Cyber Physical Systems

Zentrale Bausteine von Industrie 4.0

10.12.2014
Von 
Ralf Neubauer arbeitet als Principal Project Manager für die Branche Automotive bei der msg group in München. Das Unternehmen ist spezialisiert auf strategische IT-Beratung sowie die Entwicklung nachhaltiger IT-Lösungen. Als Leiter von großen Softwareentwicklungs- oder Beratungsprojekten verfügt er über eine langjährige Erfahrung in den Kernprozessen der Automobilhersteller und deren Unterstützung durch effiziente IT Systeme. Darüber hinaus beschäftigt er sich mit effizienten und wertschöpfungsorientierten Projektvorgehen in der Software-Entwicklung wie agilen Methoden und DevOps.
Produkte und Maschinen kommunzieren untereinander und sorgen dafür, dass Bauteile zur richtigen Zeit und im gewünschten Zustand dort ankommen, wo sie gerade benötigt werden.
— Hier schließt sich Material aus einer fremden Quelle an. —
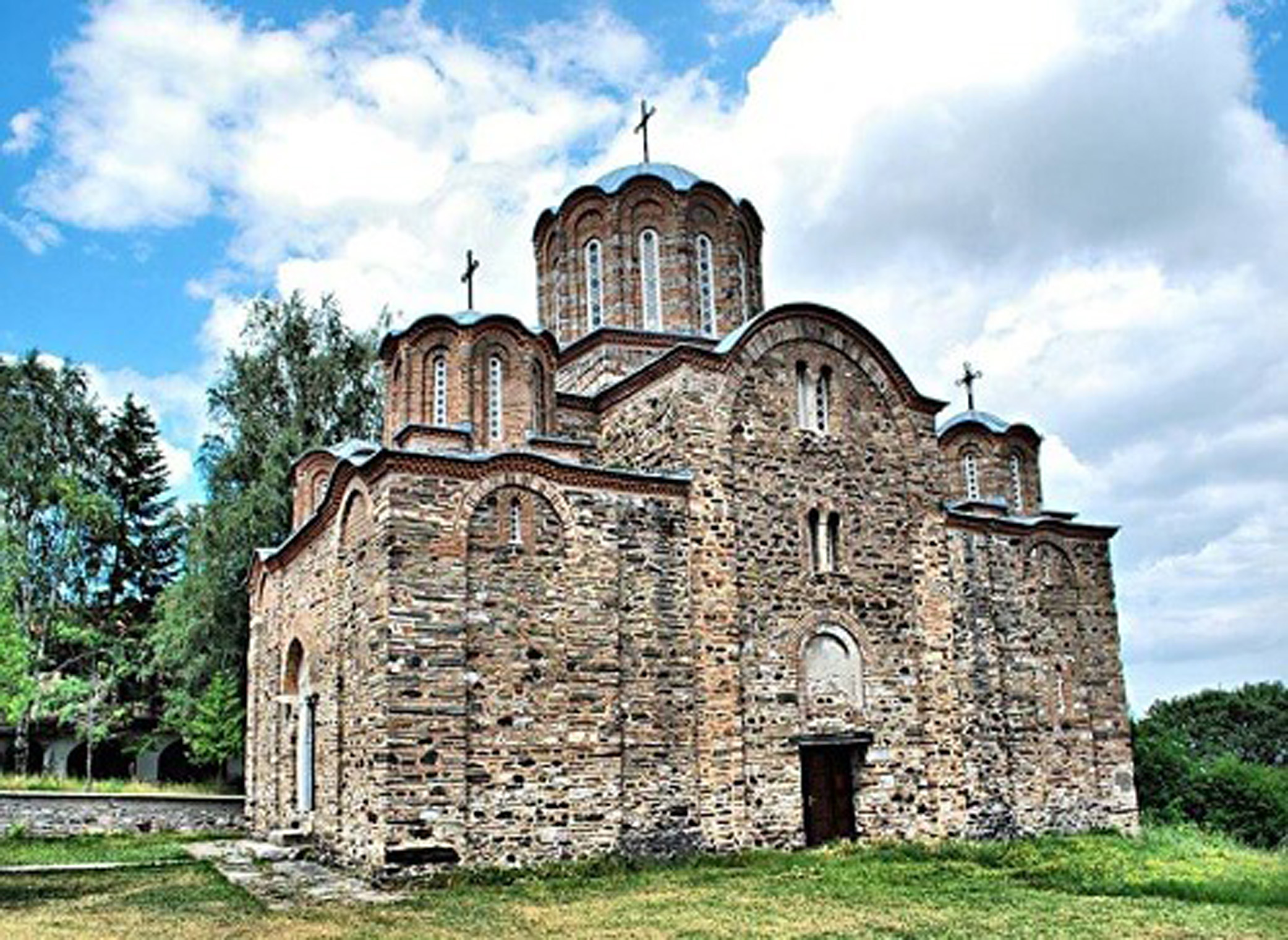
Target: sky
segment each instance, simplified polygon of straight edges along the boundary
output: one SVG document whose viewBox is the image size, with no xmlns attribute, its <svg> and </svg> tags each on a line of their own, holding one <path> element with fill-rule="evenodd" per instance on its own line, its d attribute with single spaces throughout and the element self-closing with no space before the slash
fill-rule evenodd
<svg viewBox="0 0 1288 940">
<path fill-rule="evenodd" d="M 0 0 L 0 353 L 157 415 L 200 498 L 249 296 L 536 317 L 531 232 L 654 160 L 751 198 L 769 304 L 1043 435 L 1122 531 L 1128 698 L 1288 672 L 1288 0 Z"/>
</svg>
Dieser Artikel beleuchtet die Hintergründe dieser Automatismen.
Durch Industrie 4.0 lassen sich einzelne Produktkomponenten durch Interaktion aktiv in den Produktionsablauf mit einbeziehen. So lassen sich vor allem bei größeren Produkten Zeit und Geld sparen.
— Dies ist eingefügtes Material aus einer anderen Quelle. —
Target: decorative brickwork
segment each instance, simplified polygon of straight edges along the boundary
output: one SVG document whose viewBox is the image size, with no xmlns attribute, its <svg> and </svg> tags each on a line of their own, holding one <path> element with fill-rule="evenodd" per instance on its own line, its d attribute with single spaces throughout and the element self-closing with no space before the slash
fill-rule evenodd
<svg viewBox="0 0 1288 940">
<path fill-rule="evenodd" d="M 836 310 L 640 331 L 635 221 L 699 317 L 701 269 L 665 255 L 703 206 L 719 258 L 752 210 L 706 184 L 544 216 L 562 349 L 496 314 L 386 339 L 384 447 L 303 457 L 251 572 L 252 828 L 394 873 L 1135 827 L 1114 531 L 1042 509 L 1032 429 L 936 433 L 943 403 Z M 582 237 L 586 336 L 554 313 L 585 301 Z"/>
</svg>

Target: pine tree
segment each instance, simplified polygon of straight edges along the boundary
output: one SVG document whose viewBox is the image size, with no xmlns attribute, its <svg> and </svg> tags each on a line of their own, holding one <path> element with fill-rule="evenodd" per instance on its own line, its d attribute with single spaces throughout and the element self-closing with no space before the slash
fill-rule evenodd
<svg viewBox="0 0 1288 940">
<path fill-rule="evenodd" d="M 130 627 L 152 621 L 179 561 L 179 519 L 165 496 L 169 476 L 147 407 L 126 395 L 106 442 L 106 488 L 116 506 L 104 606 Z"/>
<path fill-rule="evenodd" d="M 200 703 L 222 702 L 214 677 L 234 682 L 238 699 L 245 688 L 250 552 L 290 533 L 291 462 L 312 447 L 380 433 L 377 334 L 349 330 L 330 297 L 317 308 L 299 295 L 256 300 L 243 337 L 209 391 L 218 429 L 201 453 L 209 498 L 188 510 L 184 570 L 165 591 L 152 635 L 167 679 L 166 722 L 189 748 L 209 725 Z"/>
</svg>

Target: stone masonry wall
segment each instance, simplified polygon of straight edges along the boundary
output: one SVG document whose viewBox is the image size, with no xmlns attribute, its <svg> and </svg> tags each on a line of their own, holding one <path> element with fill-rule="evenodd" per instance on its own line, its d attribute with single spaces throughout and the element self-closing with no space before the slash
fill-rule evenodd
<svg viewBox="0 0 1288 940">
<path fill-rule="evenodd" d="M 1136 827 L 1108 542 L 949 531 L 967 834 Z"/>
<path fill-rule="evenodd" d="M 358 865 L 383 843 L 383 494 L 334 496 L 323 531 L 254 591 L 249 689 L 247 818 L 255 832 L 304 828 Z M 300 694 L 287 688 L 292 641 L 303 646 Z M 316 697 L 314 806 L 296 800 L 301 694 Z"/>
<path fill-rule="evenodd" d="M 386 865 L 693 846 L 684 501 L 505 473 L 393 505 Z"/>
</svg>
Durch Industrie 4.0 lassen sich einzelne Produktkomponenten durch Interaktion aktiv in den Produktionsablauf mit einbeziehen. So lassen sich vor allem bei größeren Produkten Zeit und Geld sparen.
Foto: EADS

Wichtige Elemente dieser Vision sind die sogenannten Cyber-Physischen Systeme, kurz CPS. Mithilfe von Sensoren und Aktuatoren stellen sie die Verbindung zwischen der virtuellen und der realen Welt her. CPS können die reale Welt wie Temperaturfühler wahrnehmen und in der virtuellen, vernetzten Welt darauf reagieren. Auf der anderen Seite sind sie in der Lage, aus der virtuellen Welt heraus die reale Welt zu beeinflussen – wie beim Einstellen eines Thermostats. Aktuelle Systeme bieten diese Möglichkeiten natürlich schon lange und in deutlich höherer Komplexität.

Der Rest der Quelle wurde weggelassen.